ZEBRA battery – an established technology, re-invented
The triumphant progress of the battery then called “ZEBRA – Zero Emission Battery Research Activities” began as early as in the 1980s. This type of battery is operated at around 300 °C and essentially uses the materials sodium chloride (NaCl2) and nickel (Ni). However, towards the end of the 1990s research pivoted to the emerging lithium-ion batteries and the advance of the ZEBRA battery was stopped in its tracks. Nevertheless, these batteries never completely disappeared from production. The three largest batteries in the MWh range currently operated worldwide are high-temperature batteries – so-called sodium-sulfur batteries. They are based on the same technology and the same solid-state electrolyte: sodium beta aluminate. Because of the intrinsic safety of the NaNiCl2 battery type and the fact that raw materials are locally available and non-strategic, development at IKTS over the past five years has focused on re-engineering this battery – with particular focus on manufacturing, layout, and size.
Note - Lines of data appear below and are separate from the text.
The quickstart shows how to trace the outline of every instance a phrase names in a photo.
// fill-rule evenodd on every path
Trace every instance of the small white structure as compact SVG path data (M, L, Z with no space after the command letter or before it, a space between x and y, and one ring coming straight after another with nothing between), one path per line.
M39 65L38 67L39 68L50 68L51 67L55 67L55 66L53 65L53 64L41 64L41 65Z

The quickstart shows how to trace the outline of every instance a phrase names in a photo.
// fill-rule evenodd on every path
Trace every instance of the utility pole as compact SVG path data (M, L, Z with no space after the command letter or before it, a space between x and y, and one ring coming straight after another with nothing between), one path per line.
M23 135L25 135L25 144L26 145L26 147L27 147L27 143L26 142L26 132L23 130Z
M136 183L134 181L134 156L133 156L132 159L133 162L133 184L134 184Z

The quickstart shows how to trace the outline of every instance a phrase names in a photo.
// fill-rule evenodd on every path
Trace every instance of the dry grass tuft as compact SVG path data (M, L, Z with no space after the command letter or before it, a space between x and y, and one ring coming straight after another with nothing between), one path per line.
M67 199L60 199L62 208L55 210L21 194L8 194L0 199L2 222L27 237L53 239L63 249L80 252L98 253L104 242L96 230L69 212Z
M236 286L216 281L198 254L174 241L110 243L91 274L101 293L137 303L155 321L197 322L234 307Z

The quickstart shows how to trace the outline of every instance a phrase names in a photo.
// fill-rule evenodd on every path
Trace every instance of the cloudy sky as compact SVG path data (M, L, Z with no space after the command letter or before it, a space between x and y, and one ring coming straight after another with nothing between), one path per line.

Technological challenges mastered
A cost-effective extrusion process was established for the production of the core element of the high-temperature battery, the solid electrolyte. In combination with a new cell layout, this has made upscaling possible. Numerous offset recipes and ceramic-metal bonding variants had to be tested and optimized during development. The seal turned out to be another technological challenge; it needs to show long-term stability under a sodium vapor atmosphere. As a result of the development work, 100 Ah cells could now be realized for the first time, instead of the 38 Ah cells typically available on the market. The world‘s largest NaNiCl2 cell in terms of capacity has already been successfully tested in stationary battery modules.
Fraunhofer IKTS – a partner in battery development
The range of services at IKTS includes the development and manufacture of ceramic electrolyte prototypes, the electrochemical measurement of high temperature cells, post-mortem analyses, and cell and module development, including energy system simulation for customer-specific applications.